EPISODENAME: "SOME ENCHANTED EVENING"
ORIGNAME: ”SIMPSONS
CUEPYEA: ”0

Other highlights also illustrate the way, how Aito sees the data. Here’s the CUE match for Bron season 3 episode 3:

ORIGNAME: "BRON"
ALTORIGNAME: ”SILTA (16)”
CUESNBRE: ”3
EPISODENAME: “BRON S3 EP 3
CUEPYEA: ”2015

In this case, Aito has used the production year to recognize the correct season, while the correct episode information was found both in the EPISODENAME and in the CUESHBRE fields.

The results

Aito results were evaluated using Aito’s _evaluate end point. The evaluate request looked approximately like this:

{
    "evaluate": {
        "from": "reports",
        "get": "media_id",
        "orderBy": {
            "$normalize": {
                "$lift": [
                    "CUESHNBR",
                    "ORIGNAME",
                    "ALTORIGNAME",
                    "EPISODENAME",
                    "ALTEPISODENAME",
                    "CUEEPSNBR",
                    "CUESNBR",
                    "MEDIA_ID",
                    "CUEPYEA",
                    "SEASON"
                ]
            }
        },
        "where": {
            "episode": { "$get": "episode" },
            "program_name": { "$atomic": { "$get": "program_name" } },
            "production_year": { "$get": "production_year" },
            "episode_name": { "$atomic": { "$get": "episode_name" } },
            "alt_episode_name": { "$atomic": { "$get": "alt_episode_name" } }
        }
    },
    "select": [
        "n",
        "accuracy",
        "meanRank",
        "baseMeanRank",
        "meanMs",
        "cases" 
    ],
    "testSource": {
        "from": "new-reports",
        "limit": 1000,
    }
}

In the evaluation, the data was split into separate test and train tables, where the train data was contained in the ‘reports’ table and the test data was contained in separate ‘new-reports’ table.
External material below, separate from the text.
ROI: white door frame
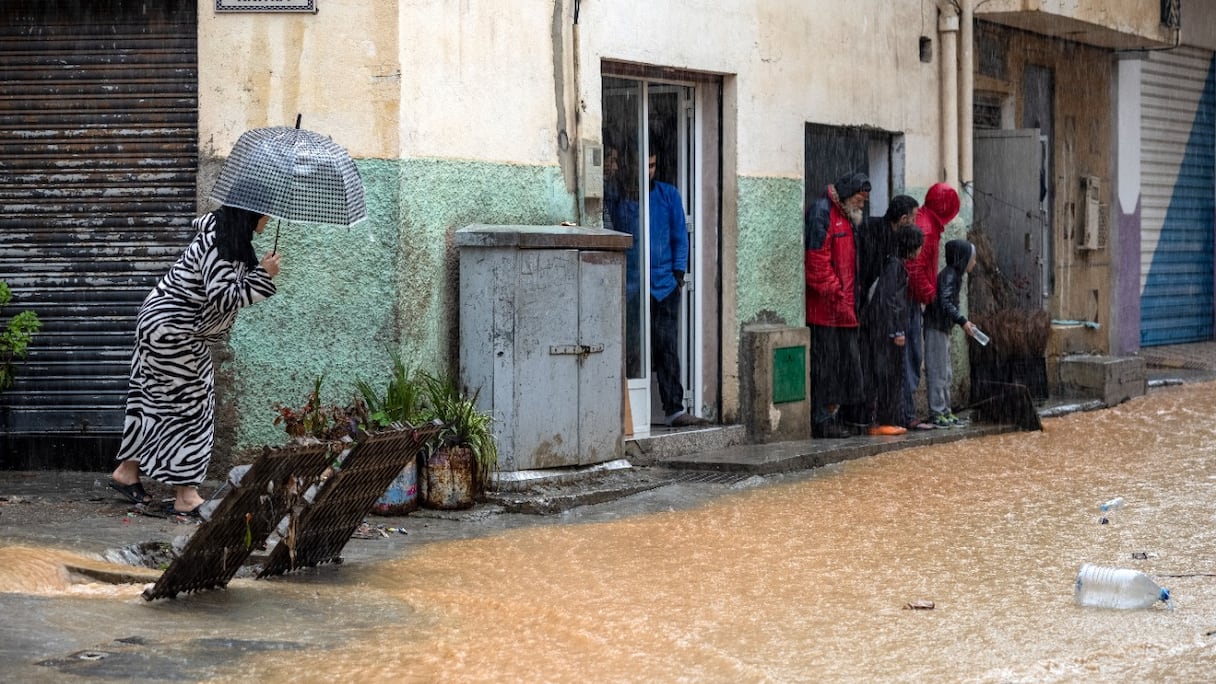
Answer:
[617,78,710,434]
The evaluation results are visible in the following graph. The graph plots Aito’s confidence values against the measured accuracies. Green line shows Aito’s score for the top match, while the bar’s describe how often the top score was correct. The graph demonstrates that when Aitos’ confidence value was about 50%, approximately 50% of predictions were correct. similarly. When the confidence was 90%, about 90% of the predictions were right.

The graph plots Aito's confidence values againast the measured accuracies
The graph plots Aito's confidence values againast the measured accuracies

Another important thing was, that Aito could produce 0% error rate for 19% content and on average over 90% accuracy for the next 45% of the material. The results predict that Aito can provide full automation for 19% of the cases, and additional process support for 45% percent of the cases, where Aito’s prediction will be confirmed and possibly corrected by an expert. This implies major time and cost savings in the process for 64% of the cases.
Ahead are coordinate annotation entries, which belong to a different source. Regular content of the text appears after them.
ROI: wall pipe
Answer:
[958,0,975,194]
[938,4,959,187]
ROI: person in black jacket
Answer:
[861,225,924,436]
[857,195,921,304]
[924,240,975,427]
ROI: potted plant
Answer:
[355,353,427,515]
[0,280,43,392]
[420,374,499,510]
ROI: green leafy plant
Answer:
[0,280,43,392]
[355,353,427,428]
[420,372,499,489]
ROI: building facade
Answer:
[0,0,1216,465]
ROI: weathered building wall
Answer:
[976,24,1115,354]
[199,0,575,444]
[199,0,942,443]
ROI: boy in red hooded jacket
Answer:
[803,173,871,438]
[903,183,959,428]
While the results were good, especially given the novelty of the application, we have also identified ways to improve the result. So we are expecting even better results in the near future.

The outcome

Naturally, our Teosto customers and Sisua partners were very happy with the outcome, and our partner Sisua has started the RPA integration of Aito’s predictive database with Teosto’s systems and the daily processes.

Other use cases where the matching capabilities of Aito's predictive database can be used:

  • Matching questions with answers
  • Matching pieces of text (‘I want a cheap Windows laptop’) with a product
  • Matching customers with products
  • Matching people with jobs, or with people as in dating

If you are interested of applying Aito to you, don’t hesitate to request a free trial.

Last words

I'd like to thank Kimmo Kauhanen at Teosto. It takes a degree of courage and vision to take the leading steps on the field of AI-assisted process support. Teosto has already laid out plans to take IPA (intelligent process automation) and Aito to transform Teosto into an AI-assisted organization.
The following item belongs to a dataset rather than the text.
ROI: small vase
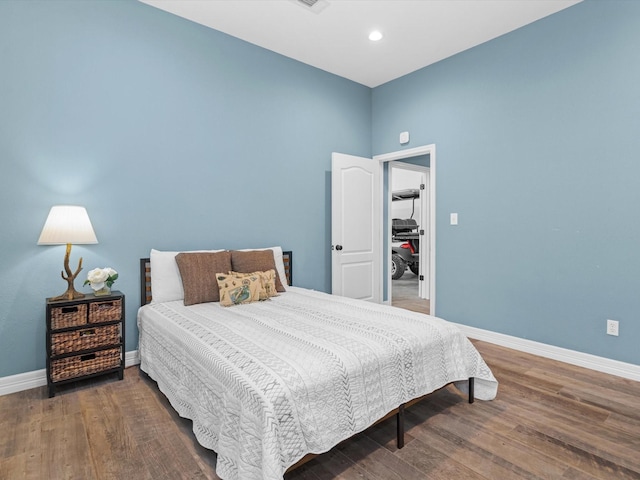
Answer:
[93,285,111,297]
I also have to thank Sisua Digital and Jarno Toivonen and Aleksi Hentunen, who took the lead in the project’s implementation. I welcome the readers to contact Sisua to learn and experience together with the masters, how the intelligence process automation is done :-)

I also have to thank Christoffer Ventus from Aito side for providing data science support for the project.